Gary y Leslie estaban sentados a un lado. Les había prohibido filmar, pero no había tenido valor para prohibir su presencia. Habían hecho un largo viaje juntos.

Leslie también había conseguido el ordenador con proyector que estaba utilizando y con el que estaba familiarizado por su trabajo en la universidad.

Hizo una breve introducción. Por suerte, todos compartían una misma lengua y parte de la historia, a través de las cartas que habían intercambiado.

Vang era un hombre mayor, más decrépito y envejecido que Adebayo. Llevaba pantalones negros y camisa blanca con corbata negra. Era descendiente de los hmongs, una de las tribus vietnamitas que Estados Unidos había reclutado para luchar contra los comunistas de Vietnam del Norte. Se había peinado cuidadosamente hacia atrás sus mechones de pelo gris.

Según lo que le había contado, había sido abogado en Saigón, antes de que cayera y la bautizaran como Ciudad Ho Chi Minh. En aquel momento vivía de nuevo en las montañas, tal como siempre había hecho su pueblo. Era chamán, y como guardián, cuidaba del laúd de arcilla que había ido pasando de mano en mano durante miles de años en su familia.

Se había mostrado reacio a la hora de salir de Vietnam con el instrumento. Nunca antes lo había puesto en una situación arriesgada.

Pero allí estaban todos, curiosos ante las reliquias que habían estado guardando durante tantos años.

—Damas y caballeros —dijo Lourds en un extremo de la mesa—, todos hemos tomado parte en un viaje increíble a lo largo de este último mes. —Miró a Adebayo, a Blackfox y a Vang—. Algunos lleváis embarcados en él mucho más tiempo. Veamos si somos capaces de ponerle fin o, al menos, intentémoslo.

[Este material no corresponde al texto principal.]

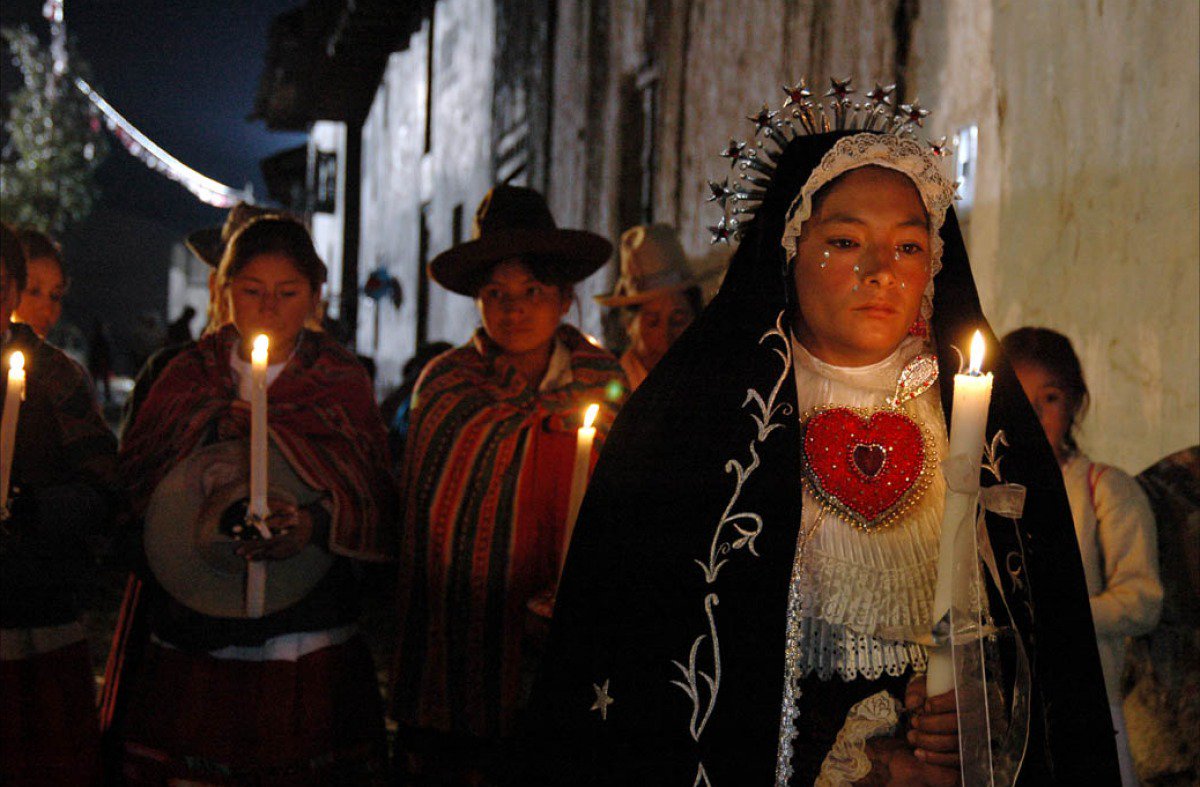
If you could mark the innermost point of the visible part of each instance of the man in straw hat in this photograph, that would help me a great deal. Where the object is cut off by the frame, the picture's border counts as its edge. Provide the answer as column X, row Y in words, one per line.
column 486, row 482
column 659, row 295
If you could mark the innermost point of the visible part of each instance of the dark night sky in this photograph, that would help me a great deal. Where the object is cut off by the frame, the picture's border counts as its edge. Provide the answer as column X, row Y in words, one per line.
column 185, row 72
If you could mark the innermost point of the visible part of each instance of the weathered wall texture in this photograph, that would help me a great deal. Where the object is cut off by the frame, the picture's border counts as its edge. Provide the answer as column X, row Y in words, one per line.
column 329, row 137
column 1086, row 217
column 401, row 180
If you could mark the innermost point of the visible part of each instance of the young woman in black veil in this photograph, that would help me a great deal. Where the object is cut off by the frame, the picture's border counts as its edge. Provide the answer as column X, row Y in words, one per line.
column 730, row 605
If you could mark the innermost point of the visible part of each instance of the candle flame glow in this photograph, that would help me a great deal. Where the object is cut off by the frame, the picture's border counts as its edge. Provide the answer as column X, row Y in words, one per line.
column 977, row 348
column 262, row 343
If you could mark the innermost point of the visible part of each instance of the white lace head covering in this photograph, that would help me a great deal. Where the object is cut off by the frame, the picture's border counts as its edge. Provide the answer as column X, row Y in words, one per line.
column 903, row 155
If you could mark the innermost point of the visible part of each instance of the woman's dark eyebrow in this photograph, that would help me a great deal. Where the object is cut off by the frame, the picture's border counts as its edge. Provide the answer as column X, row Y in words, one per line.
column 849, row 218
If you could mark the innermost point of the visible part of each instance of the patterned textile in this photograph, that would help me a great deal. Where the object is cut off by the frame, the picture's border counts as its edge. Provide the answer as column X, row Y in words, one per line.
column 48, row 733
column 485, row 484
column 313, row 721
column 65, row 469
column 61, row 437
column 322, row 415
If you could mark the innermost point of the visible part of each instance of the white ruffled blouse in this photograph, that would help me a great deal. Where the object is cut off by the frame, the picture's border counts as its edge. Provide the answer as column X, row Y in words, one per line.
column 849, row 584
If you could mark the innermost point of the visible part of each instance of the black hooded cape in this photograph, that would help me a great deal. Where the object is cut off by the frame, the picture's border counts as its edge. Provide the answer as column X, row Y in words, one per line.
column 637, row 592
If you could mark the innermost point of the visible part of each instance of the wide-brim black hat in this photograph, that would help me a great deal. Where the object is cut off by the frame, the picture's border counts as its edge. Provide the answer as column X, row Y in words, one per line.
column 208, row 244
column 513, row 221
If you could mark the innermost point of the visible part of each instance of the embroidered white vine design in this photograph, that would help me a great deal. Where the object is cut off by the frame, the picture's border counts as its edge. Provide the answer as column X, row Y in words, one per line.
column 747, row 523
column 700, row 684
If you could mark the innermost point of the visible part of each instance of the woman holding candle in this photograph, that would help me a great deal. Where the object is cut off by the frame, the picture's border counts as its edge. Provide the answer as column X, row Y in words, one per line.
column 749, row 599
column 288, row 697
column 61, row 487
column 486, row 482
column 1113, row 517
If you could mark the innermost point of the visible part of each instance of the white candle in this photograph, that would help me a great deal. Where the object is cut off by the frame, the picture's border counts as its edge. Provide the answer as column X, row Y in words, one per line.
column 583, row 440
column 969, row 424
column 256, row 570
column 15, row 392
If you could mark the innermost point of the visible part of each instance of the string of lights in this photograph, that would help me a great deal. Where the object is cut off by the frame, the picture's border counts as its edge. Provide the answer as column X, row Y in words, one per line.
column 141, row 146
column 136, row 143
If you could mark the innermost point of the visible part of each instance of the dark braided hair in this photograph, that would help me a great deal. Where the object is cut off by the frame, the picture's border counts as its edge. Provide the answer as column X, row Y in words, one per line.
column 1053, row 352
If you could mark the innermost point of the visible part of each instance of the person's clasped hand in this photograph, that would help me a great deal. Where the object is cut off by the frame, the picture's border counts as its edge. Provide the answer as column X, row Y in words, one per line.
column 925, row 751
column 291, row 532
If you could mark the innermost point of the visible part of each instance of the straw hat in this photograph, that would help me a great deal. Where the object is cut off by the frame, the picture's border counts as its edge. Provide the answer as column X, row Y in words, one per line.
column 514, row 221
column 652, row 265
column 209, row 244
column 191, row 554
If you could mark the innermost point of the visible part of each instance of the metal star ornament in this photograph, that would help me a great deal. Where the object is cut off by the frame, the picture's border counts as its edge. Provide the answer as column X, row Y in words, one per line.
column 733, row 151
column 881, row 95
column 603, row 701
column 723, row 230
column 762, row 119
column 915, row 113
column 719, row 192
column 840, row 88
column 797, row 94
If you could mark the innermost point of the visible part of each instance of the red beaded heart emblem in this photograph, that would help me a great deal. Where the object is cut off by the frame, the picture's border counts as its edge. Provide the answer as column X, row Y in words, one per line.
column 868, row 466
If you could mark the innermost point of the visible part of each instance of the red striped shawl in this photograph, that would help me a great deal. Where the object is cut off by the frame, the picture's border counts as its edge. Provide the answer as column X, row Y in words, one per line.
column 485, row 481
column 321, row 413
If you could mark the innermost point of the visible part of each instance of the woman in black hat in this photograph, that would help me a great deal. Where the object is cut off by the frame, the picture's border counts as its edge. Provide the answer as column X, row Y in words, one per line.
column 738, row 607
column 486, row 479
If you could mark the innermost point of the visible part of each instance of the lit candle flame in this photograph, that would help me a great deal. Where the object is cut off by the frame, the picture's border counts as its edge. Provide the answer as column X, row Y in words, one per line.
column 262, row 343
column 977, row 347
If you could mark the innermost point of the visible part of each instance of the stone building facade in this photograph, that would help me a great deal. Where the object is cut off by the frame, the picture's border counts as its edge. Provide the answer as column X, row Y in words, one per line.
column 1085, row 188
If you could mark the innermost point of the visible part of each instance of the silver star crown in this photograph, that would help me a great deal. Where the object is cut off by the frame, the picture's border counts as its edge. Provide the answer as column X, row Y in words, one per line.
column 798, row 116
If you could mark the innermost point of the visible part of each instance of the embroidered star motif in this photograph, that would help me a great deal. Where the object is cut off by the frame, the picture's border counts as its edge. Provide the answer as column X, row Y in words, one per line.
column 603, row 701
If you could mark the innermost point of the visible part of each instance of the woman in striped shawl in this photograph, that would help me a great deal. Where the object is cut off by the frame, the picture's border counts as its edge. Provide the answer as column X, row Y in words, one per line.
column 486, row 480
column 289, row 697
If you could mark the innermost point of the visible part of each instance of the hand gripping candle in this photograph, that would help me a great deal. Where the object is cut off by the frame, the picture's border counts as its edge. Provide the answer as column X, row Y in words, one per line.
column 15, row 392
column 258, row 511
column 969, row 422
column 583, row 440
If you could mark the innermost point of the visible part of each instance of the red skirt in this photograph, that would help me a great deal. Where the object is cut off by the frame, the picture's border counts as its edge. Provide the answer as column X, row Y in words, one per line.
column 48, row 728
column 313, row 721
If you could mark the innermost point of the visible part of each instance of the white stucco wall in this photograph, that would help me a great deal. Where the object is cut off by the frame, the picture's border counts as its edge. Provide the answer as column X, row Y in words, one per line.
column 329, row 137
column 1086, row 217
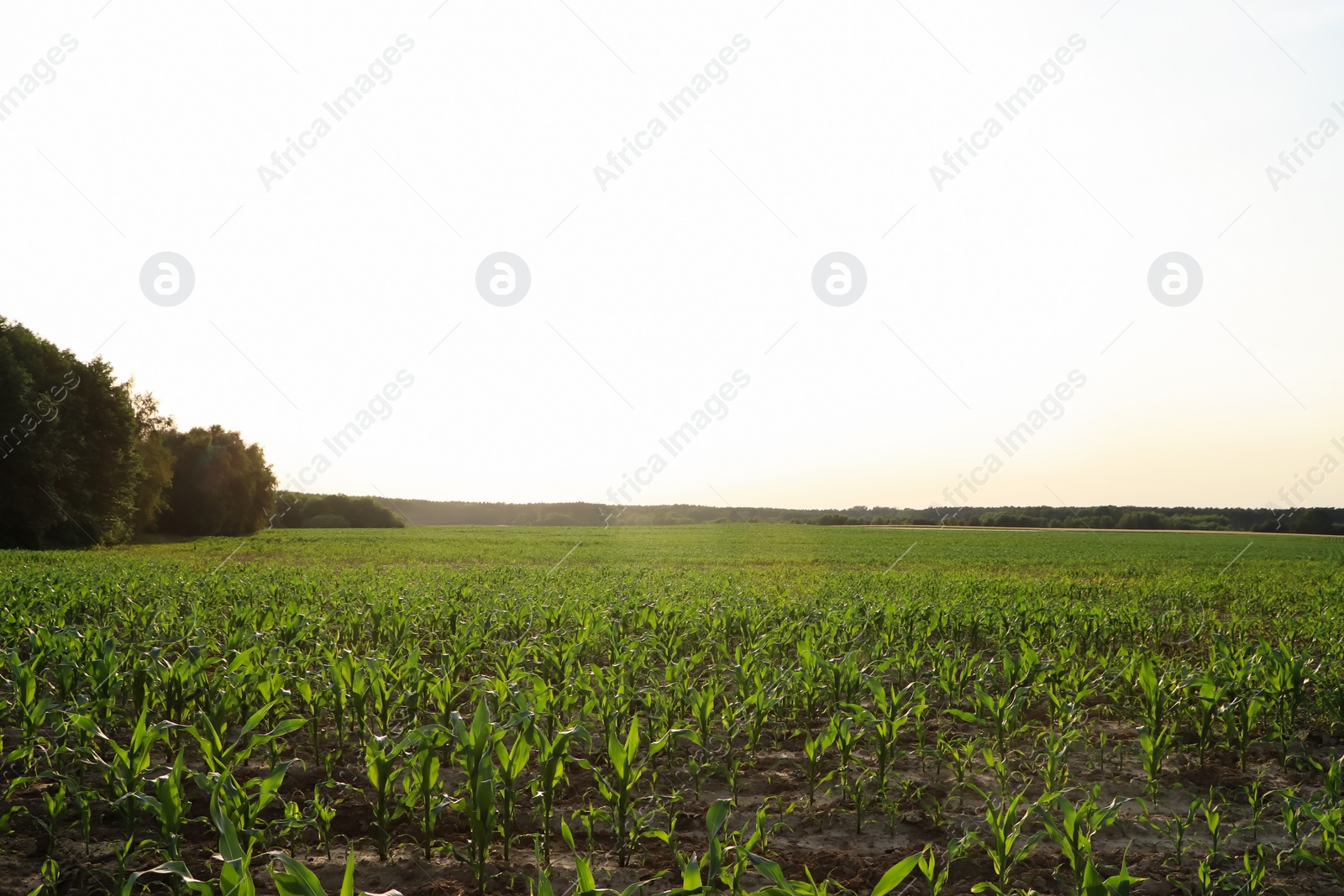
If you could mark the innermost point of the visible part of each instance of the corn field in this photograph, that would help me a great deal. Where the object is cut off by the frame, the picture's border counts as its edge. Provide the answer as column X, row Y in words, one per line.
column 1070, row 719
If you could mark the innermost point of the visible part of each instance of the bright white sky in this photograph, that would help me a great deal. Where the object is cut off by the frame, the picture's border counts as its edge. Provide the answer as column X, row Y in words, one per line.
column 645, row 297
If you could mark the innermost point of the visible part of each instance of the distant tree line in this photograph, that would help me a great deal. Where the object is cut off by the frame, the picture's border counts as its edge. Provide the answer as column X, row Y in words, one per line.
column 1304, row 520
column 85, row 459
column 302, row 511
column 1317, row 521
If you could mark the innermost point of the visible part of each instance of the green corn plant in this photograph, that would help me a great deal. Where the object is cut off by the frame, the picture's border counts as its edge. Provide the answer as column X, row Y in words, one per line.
column 381, row 765
column 323, row 813
column 1001, row 712
column 1007, row 842
column 551, row 752
column 1178, row 828
column 960, row 758
column 1241, row 712
column 617, row 786
column 54, row 799
column 479, row 808
column 702, row 711
column 886, row 725
column 1290, row 813
column 223, row 755
column 1257, row 799
column 33, row 714
column 1216, row 833
column 846, row 736
column 1256, row 872
column 1054, row 768
column 1287, row 680
column 769, row 869
column 423, row 794
column 127, row 768
column 1205, row 699
column 1156, row 732
column 170, row 805
column 244, row 802
column 1331, row 855
column 235, row 872
column 936, row 872
column 512, row 762
column 1073, row 831
column 296, row 880
column 477, row 801
column 815, row 752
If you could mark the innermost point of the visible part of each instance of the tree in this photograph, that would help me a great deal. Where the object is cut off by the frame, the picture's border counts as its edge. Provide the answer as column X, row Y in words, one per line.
column 156, row 461
column 1142, row 520
column 69, row 466
column 221, row 485
column 1315, row 521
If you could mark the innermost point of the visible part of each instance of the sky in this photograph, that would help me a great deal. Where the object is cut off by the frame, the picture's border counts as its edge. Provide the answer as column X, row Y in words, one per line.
column 1126, row 266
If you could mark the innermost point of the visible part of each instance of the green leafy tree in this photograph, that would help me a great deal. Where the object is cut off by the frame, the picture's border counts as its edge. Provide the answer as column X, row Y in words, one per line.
column 69, row 466
column 221, row 485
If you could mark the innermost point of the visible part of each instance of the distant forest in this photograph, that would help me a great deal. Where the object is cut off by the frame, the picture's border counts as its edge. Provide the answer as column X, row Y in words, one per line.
column 87, row 459
column 1314, row 521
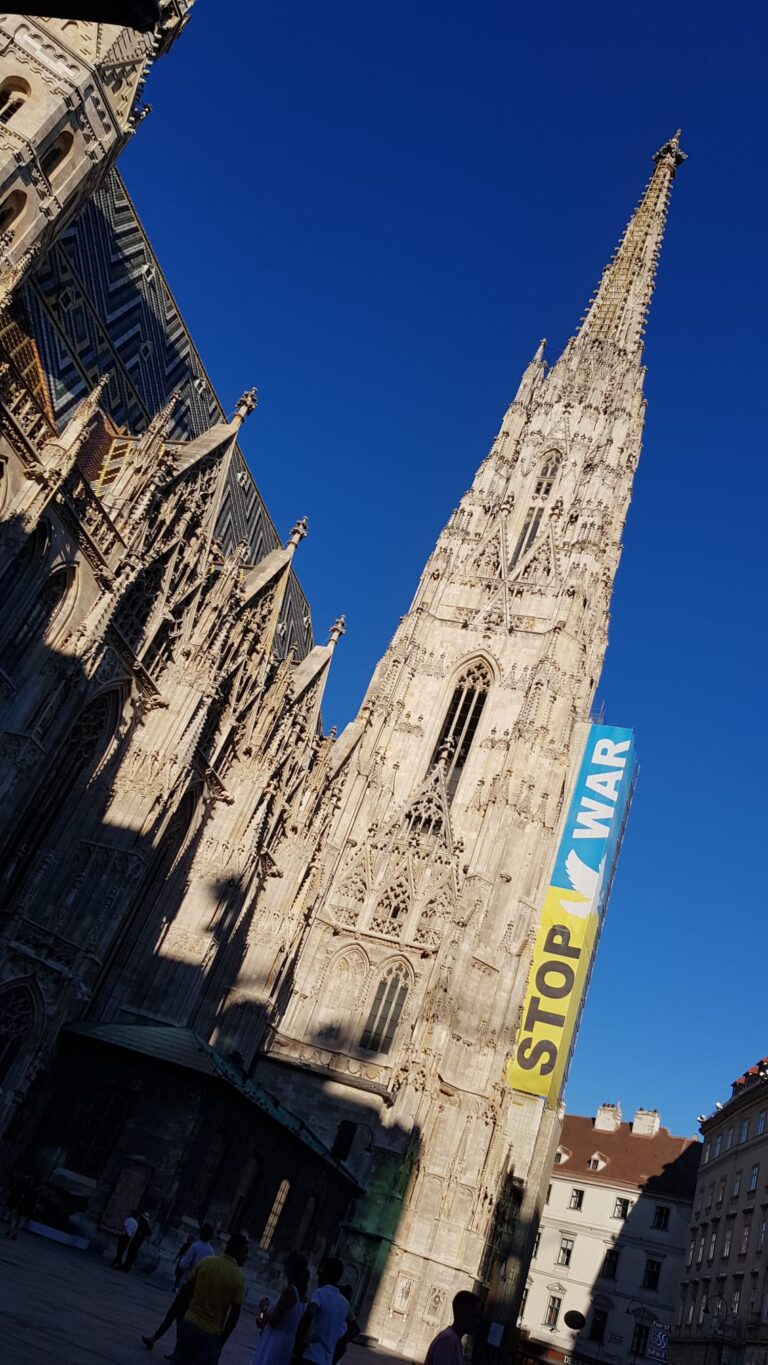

Utilizó el teclado que tenía delante y aparecieron unas imágenes de las inscripciones en la pantalla que había a su espalda.

—Todos los instrumentos tienen dos inscripciones. Me habéis dicho que no podéis leer ninguna de las dos. Como sabéis por las conversaciones que habéis mantenido entre vosotros, conocéis la historia de una isla-reino en la que había cosas maravillosas. Según la leyenda, es de donde provienen los cinco instrumentos.

Todas las miradas se concentraban en él. La habitación estaba sumida en el silencio.

—Según las historias que os contaron, Dios quiso castigar a la isla con su cólera sagrada. Puedo aseguraros que una de las inscripciones de cada instrumento lo confirma.

—¿Las has traducido? —pregunto Blackfox.

—Sí, he traducido la que hay en tu instrumento y en el resto de los que he visto.

—¿Has visto los otros dos? —Blackfox no había estado presente en la reunión informativa con Adebayo y Vang.

—Sí, y supongo que la flauta que está a tu cargo tiene la misma inscripción.

—Sí.

—¿Cómo lo sabes? —preguntó mirando al joven.

—Porque la he traducido.

Leslie se fijó en la cara de sorpresa de Lourds y sonrió. «Así que no eres el único cerebrito del grupo, ¿eh?».

Entonces notó la mirada de reproche de Natashya y volvió a ponerse seria.

—¿Cómo lo has hecho? —preguntó Lourds.

—¿Qué sabes de la lengua de mi pueblo? —inquirió Blackfox encogiéndose de hombros.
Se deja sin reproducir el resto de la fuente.